The Joyce Award will support Gallery 400 in commissioning Arceneaux to create a short 35-mm film installation entitled The Alchemy of Comedy. The subject of the film will be a performance of jokes, puns, one-liners, and witticisms performed by comedian David Allen Grier. Gallery 400 and Arceneaux will also invite students from UIC and two schools from the Alternative Schools Network, Dr. Pedro Albizu Campos High School and Westside Alternative High School, to participate as both film crew and audience. The project will be presented from April to June 2005 and will include shooting the film in the gallery with a live audience and coinciding with the ArtChicago and Chicago Contemporary and Classic art fairs. The completed film will be presented in a six week exhibition commencing two and half weeks after the film shoot.



Founded in 1996 and based in Detroit, The Sphinx Organization's mission is to increase the participation of African Americans and Latinos in music schools, as professional musicians and as classical music audiences, as well as to enhance classical music education in grades kindergarten though 12. It is best known for the annual Sphinx Competition for African-American and Latino string players. Participants in the competition are also offered master classes, coaching, and seminars with music professionals, as well as mentoring opportunities with members of the all African-American and Latino Sphinx Symphony.

Born in 1941, Adolphus Cunningham Hailstork began playing piano as a child and continued his musical education at Howard University, Manhattan School of Music, and Michigan State University.
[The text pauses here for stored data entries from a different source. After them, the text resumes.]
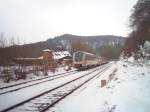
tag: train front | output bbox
[73,52,85,69]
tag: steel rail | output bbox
[0,71,78,95]
[1,64,110,112]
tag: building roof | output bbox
[74,51,95,56]
[53,51,71,60]
[14,50,71,62]
[42,49,53,52]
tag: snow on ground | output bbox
[48,63,116,112]
[106,60,150,112]
[0,65,104,111]
[49,60,150,112]
[0,67,76,88]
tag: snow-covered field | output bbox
[49,60,150,112]
[0,60,149,112]
[0,65,107,111]
[0,67,76,88]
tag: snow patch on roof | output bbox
[53,51,71,60]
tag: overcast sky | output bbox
[0,0,137,43]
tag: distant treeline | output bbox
[0,34,125,65]
[0,43,44,65]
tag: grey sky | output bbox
[0,0,138,43]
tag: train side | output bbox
[73,51,106,69]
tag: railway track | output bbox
[0,70,78,95]
[1,64,110,112]
[0,70,77,90]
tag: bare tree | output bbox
[71,40,93,53]
[0,33,7,48]
[16,36,20,45]
[124,0,150,56]
[9,36,16,46]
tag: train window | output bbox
[75,52,83,61]
[86,55,95,60]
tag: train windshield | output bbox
[75,52,84,61]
Hailstork teaches at Old Dominion University as an Eminent Scholar. A prolific composer, he writes in a variety of forms and styles: symphonic works and tone poems for orchestra, piano concertos, chamber works, duos for instruments, songs for vocals with piano, orchestra or chamber groups, and band works. His work has been commissioned and performed by the Baltimore Symphony Orchestra, the Detroit Symphony Orchestra, the Opera Theatre of St. Louis, and the Lyric Opera of Kansas City. His work has also been performed by the major ochestras of Philadelphia, Chicago, and New York. His numerous awards include first place from the University of Delaware's Festival of Contemporary Music and the Governors Award for the Arts from the governor of Virginia. He was also named Cultural Laureate of the State of Virginia.
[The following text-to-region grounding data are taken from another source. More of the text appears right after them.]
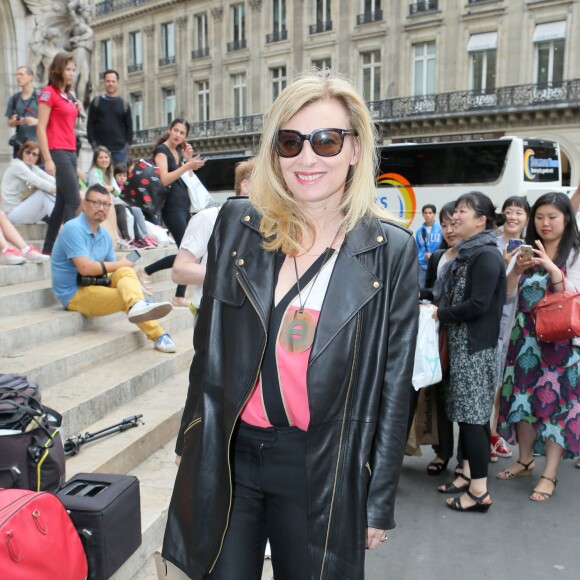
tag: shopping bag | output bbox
[412,305,442,390]
[415,385,439,446]
[181,170,215,213]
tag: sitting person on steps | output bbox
[50,183,176,353]
[0,209,49,264]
The Joyce Award will support The Sphinx Organization's commissioning and production of a new orchestral work by Hailstork for the 2007 Sphinx Competition Finals. The work will be premiered by a professional cellist and the Sphinx Symphony. The composition will be written in three movements and influenced by African, African-American, and Latino expression.



Recipients of the inaugural Joyce Awards in 2004 were: Cleveland Museum of Art, for an installation by visual artist Trenton Doyle Hancock; Chicago's Goodman Theatre, for a play by playwright Naomi Iizuka; the Milwaukee Symphony Orchestra, for a symphonic composition by composer Roberto Sierra; and the Saint Paul Chamber Orchestra, for a work by composer Chinary Ung.
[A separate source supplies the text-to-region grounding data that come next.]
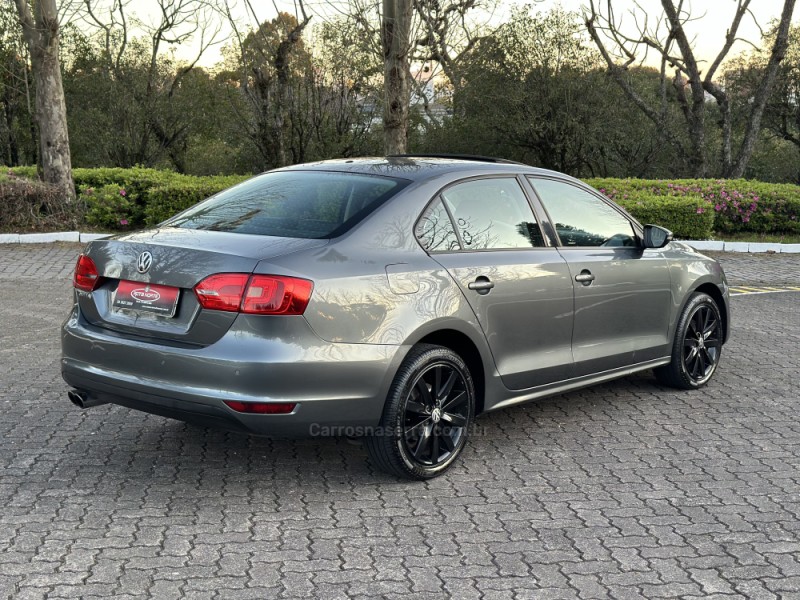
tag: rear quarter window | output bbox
[166,171,409,239]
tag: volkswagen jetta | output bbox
[62,156,730,479]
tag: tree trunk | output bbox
[14,0,74,201]
[31,50,73,196]
[728,0,797,178]
[3,88,20,166]
[704,80,733,175]
[23,63,37,166]
[382,0,412,155]
[687,112,707,178]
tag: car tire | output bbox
[655,292,723,390]
[365,344,475,480]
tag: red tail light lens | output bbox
[73,254,101,292]
[224,401,296,414]
[194,273,249,312]
[242,275,313,315]
[194,273,313,315]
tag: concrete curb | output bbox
[0,232,111,244]
[685,240,800,253]
[0,232,798,252]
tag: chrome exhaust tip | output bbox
[67,389,108,409]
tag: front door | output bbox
[527,177,673,376]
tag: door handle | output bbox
[468,277,494,295]
[575,270,595,286]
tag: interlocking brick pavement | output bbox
[1,243,799,599]
[704,251,798,286]
[0,244,80,281]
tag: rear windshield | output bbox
[165,171,408,239]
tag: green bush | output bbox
[614,191,715,240]
[143,175,248,225]
[586,178,800,236]
[74,168,240,229]
[80,184,138,230]
[72,167,179,198]
[2,165,39,181]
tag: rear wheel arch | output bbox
[412,329,487,415]
[366,343,476,479]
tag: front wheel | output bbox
[365,344,475,479]
[655,292,723,389]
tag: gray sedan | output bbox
[62,156,730,479]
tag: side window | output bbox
[440,178,545,250]
[530,178,637,248]
[415,198,461,253]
Based in Chicago with assets of $800 million, the Joyce Foundation makes grants of $30 million a year to support efforts to strengthen public policies in ways that improve the quality of life in the Great Lakes region. The Foundation's Culture Program, with annual grants of $1.4 million, is interested in projects that bring diverse audiences together to share common cultural experiences and encourage more people to see the arts as integral parts of their lives. The Foundation also makes grants in the areas of Education, Employment, Environment, Gun Violence Prevention, and Money and Politics.